Nine-year-old Cady was thrilled to be receiving her first communion at her local Catholic church in Indiana. She and her mother, Chris Mansell, went out shopping to buy a very special suit for Cady to wear on her big day.
“She has a love for suits and wears them often,” Mansell wrote on Facebook. “Since there wasn’t initially a dress code given for the event, we assumed she could wear a suit. We went all out and made a weekend out of finding her the perfect outfit… one that makes her feel beautiful and confident.”
But when news hit the local parish that Cady was going to wear a suit instead of “feminine” attire, the family was told the church wouldn’t allow a girl in a suit to get communion from a man in a smock.
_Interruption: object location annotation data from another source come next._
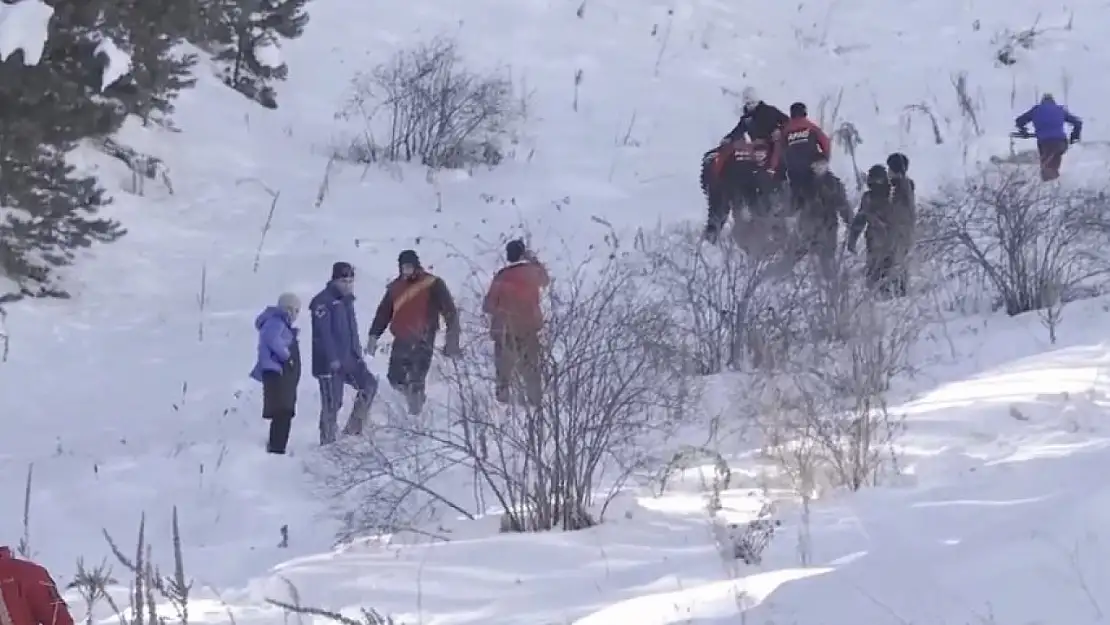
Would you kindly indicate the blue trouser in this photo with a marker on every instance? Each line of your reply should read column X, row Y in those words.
column 331, row 401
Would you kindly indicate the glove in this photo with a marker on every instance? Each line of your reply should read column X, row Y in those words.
column 451, row 349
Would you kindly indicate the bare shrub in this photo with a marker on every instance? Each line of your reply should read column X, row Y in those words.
column 847, row 135
column 749, row 540
column 148, row 584
column 969, row 110
column 924, row 110
column 366, row 616
column 714, row 292
column 1008, row 43
column 608, row 392
column 1035, row 243
column 424, row 106
column 825, row 415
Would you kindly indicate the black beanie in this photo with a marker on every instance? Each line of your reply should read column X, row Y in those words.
column 877, row 175
column 898, row 163
column 342, row 270
column 515, row 250
column 409, row 256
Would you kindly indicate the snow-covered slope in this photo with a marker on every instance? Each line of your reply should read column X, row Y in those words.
column 132, row 397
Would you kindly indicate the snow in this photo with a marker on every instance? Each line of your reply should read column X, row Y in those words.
column 23, row 27
column 132, row 397
column 118, row 62
column 268, row 53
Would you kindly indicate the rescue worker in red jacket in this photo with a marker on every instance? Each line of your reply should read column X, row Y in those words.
column 411, row 309
column 803, row 143
column 515, row 321
column 28, row 594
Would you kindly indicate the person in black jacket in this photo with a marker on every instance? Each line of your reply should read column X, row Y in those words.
column 278, row 366
column 336, row 356
column 760, row 121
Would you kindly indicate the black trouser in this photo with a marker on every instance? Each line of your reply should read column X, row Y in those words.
column 1051, row 154
column 279, row 405
column 410, row 362
column 279, row 433
column 803, row 188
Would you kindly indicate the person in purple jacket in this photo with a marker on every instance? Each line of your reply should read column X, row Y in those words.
column 278, row 368
column 1049, row 119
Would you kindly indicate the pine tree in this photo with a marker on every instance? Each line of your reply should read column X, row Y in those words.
column 152, row 31
column 243, row 31
column 49, row 209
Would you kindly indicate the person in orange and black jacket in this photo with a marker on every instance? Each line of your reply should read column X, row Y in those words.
column 515, row 321
column 803, row 143
column 411, row 309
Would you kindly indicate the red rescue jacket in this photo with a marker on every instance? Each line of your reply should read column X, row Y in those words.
column 513, row 300
column 801, row 142
column 28, row 594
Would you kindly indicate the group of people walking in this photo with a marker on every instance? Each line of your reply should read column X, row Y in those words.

They changed the school’s dress code to specifically ban girls from wearing suits.
In a later update the post, Mansell explained that Cady didn’t attend the communion and had been removed from the school altogether.
“First Communion was held on 10/1. We did not attend,” Mansell wrote. “We left the church/school immediately on 9/28 after the priest said if Cady showed up to the ceremony in a suit she would not be given communion and we would be forced to leave the church.”
But in an interesting twist, several girls were allowed to receive communion even though they broke the school’s dress code.
“The dress code states NO sleeveless dress are allowed, shoulders must be covered. But almost all the girls wore sleeveless dresses,” Mansell said. “MY daughter was the only girl excluded for violating the dress code. And we knew this would happen.”
“This is why I chose not to give in. It was a total double standard.”